Se c’è per me qualcosa che abbia la forza del simbolo di “casa”, è questa foto.
Ulivi, attraversati dal vento e animati dalle cicale. E la terra marrone intenso, secca, che si sgrana a toccarla. Non è fantasia, è un ricordo: mio nonno mi ci portava alle cinque del mattino, sulla sua Fiat Giardinetta. Mio nonno voleva che la terra fosse il nostro lavoro, di noi nipoti: ma ce ne siamo ben guardati, abbiamo guardato altrove, e il figlio del nonno, mio padre, che questa terra ha tanto amato ed ama, ha fatto di tutto perché fosse così (grazie, papà: non era così scontato e non è stato facile). La casa è un luogo a cui si torna, ma bisogna partirne.
Oggi pomeriggio, in cerca di un dolmen con i piccoli, tra gli ulivi, la vacanza di quest’anno ha trovato il suo centro. Per due settimane ho amato il mare di qui, come sempre, e l’ho insieme sentito, con sorpresa, per la prima volta, sfasato. Oggi ho capito perché: dopo avere, in questi anni, ripreso familiarità con il paese e il suo mare, dovevo tornare un pò più indietro, alla terra, radice della mia famiglia paterna. Era tempo: perché si viaggia in avanti, e andando avanti si cercano radici.
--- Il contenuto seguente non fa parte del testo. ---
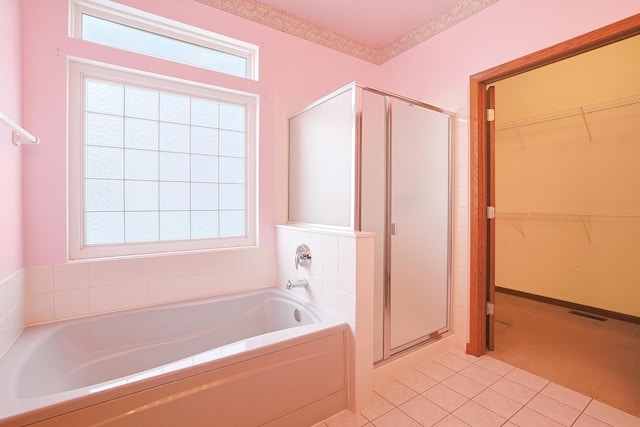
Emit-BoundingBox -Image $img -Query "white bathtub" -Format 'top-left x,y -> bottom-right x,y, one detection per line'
0,288 -> 347,427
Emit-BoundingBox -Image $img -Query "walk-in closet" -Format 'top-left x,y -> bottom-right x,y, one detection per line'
494,37 -> 640,413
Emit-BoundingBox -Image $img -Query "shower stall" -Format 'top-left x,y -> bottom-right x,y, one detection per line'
288,83 -> 453,362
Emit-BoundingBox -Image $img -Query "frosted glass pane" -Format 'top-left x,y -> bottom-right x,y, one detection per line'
124,181 -> 158,211
124,118 -> 158,150
220,104 -> 245,131
160,212 -> 191,240
191,183 -> 218,210
290,89 -> 356,227
125,150 -> 158,180
124,86 -> 159,120
160,153 -> 190,181
85,212 -> 124,245
86,147 -> 124,179
86,113 -> 124,147
220,157 -> 244,184
160,93 -> 189,124
191,98 -> 218,128
391,102 -> 450,348
160,123 -> 189,153
220,130 -> 244,157
85,179 -> 124,212
220,184 -> 245,209
82,14 -> 247,77
160,182 -> 191,211
86,80 -> 124,116
125,212 -> 159,242
220,211 -> 245,237
191,211 -> 218,239
191,155 -> 218,182
191,127 -> 218,155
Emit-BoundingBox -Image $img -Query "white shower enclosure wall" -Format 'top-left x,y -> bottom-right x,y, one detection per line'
288,83 -> 453,362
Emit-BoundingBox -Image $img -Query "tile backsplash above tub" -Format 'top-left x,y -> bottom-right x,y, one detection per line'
0,270 -> 25,357
25,247 -> 276,324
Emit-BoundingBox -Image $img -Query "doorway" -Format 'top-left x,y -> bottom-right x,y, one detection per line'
467,15 -> 640,356
467,10 -> 640,418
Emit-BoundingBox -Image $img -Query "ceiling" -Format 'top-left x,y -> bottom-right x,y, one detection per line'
259,0 -> 460,48
196,0 -> 499,64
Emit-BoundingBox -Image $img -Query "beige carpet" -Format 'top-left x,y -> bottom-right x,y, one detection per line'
488,292 -> 640,417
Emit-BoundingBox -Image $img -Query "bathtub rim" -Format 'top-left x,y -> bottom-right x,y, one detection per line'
0,287 -> 349,426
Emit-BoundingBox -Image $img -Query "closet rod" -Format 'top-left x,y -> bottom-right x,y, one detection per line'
496,94 -> 640,130
496,212 -> 640,222
0,113 -> 40,145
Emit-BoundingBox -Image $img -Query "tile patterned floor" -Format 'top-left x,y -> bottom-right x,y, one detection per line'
314,351 -> 640,427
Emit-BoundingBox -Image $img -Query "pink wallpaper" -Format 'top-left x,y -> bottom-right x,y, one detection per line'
17,0 -> 640,270
23,0 -> 375,266
0,0 -> 26,281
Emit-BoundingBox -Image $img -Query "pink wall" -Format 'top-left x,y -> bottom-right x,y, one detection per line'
23,0 -> 375,266
18,0 -> 640,270
381,0 -> 640,103
0,0 -> 23,282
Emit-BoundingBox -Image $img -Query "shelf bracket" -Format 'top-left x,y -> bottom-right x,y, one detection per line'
580,107 -> 593,141
582,218 -> 591,243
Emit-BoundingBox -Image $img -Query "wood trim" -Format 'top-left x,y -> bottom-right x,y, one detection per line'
496,286 -> 640,325
467,14 -> 640,356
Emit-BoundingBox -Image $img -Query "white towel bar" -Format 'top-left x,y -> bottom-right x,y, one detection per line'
0,113 -> 40,145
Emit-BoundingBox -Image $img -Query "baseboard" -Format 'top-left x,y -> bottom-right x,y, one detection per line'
496,286 -> 640,325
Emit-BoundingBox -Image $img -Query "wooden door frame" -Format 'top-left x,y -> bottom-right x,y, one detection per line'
467,14 -> 640,356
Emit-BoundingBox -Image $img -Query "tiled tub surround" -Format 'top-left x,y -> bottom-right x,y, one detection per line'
276,225 -> 375,411
314,350 -> 640,427
25,247 -> 276,324
0,270 -> 25,358
0,288 -> 347,426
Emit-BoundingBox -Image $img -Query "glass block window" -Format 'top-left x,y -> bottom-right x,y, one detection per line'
70,62 -> 256,258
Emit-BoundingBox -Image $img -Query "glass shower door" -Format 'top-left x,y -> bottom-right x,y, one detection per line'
387,99 -> 451,354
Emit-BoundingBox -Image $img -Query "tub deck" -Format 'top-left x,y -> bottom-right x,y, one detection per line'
0,289 -> 347,426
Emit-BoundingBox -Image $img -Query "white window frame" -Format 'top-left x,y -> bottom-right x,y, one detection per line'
68,58 -> 259,260
69,0 -> 259,81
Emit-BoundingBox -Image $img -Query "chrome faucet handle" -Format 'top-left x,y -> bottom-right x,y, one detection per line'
295,243 -> 311,270
287,279 -> 309,289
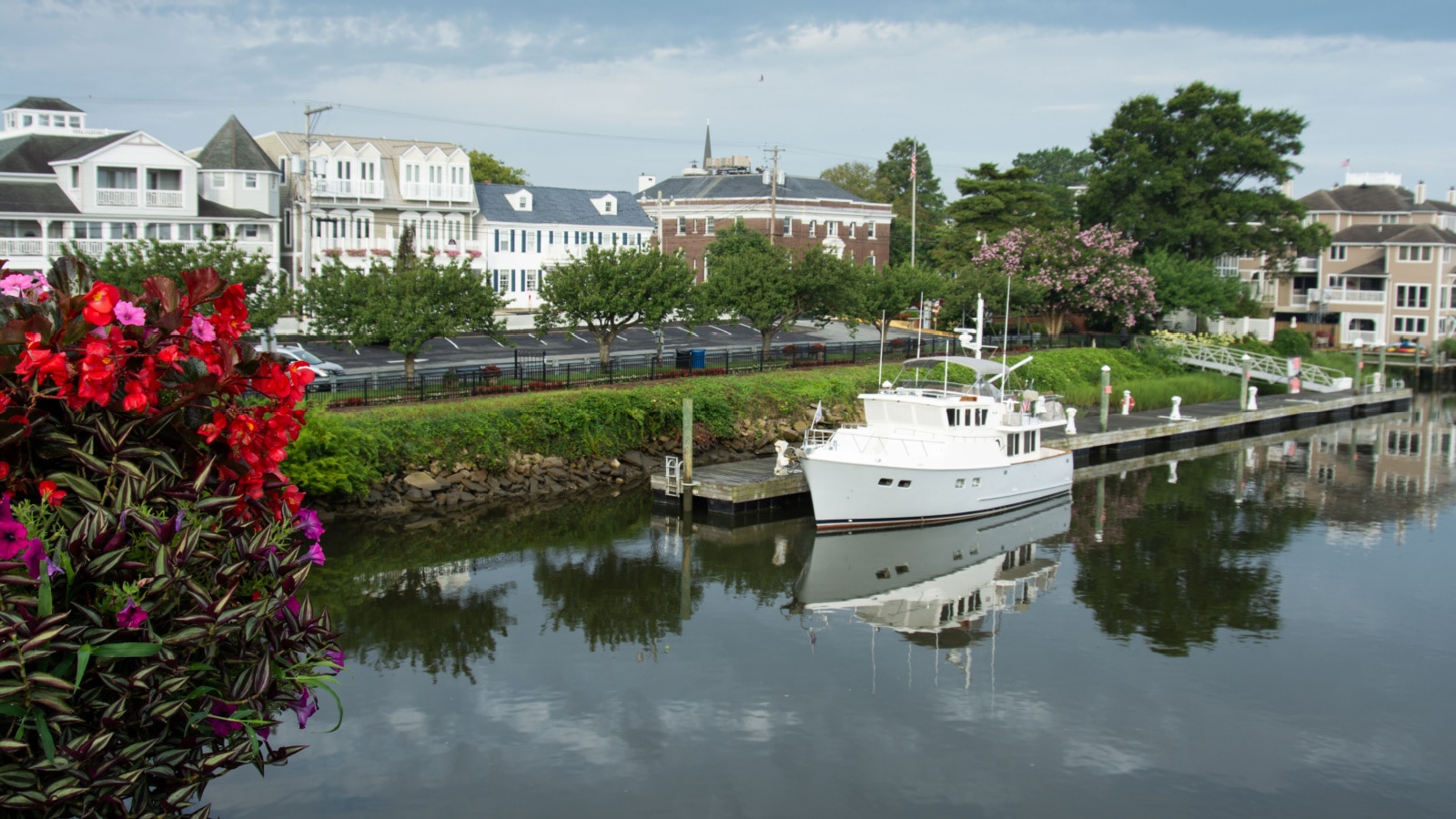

Per fare cosa: per guardare meglio avanti. I piccoli, con me, me ne davano la certezza, nella carne. Insieme a un dettaglio: oltre gli ulivi che sono in foto, c’è il mare. Che, oggi, per la prima volta in questa vacanza, ho sentito al suo posto giusto. Alla distanza giusta, visto a partire dal posto giusto, per essere il desiderio (desiderium: l’indizio di una mancanza) che è.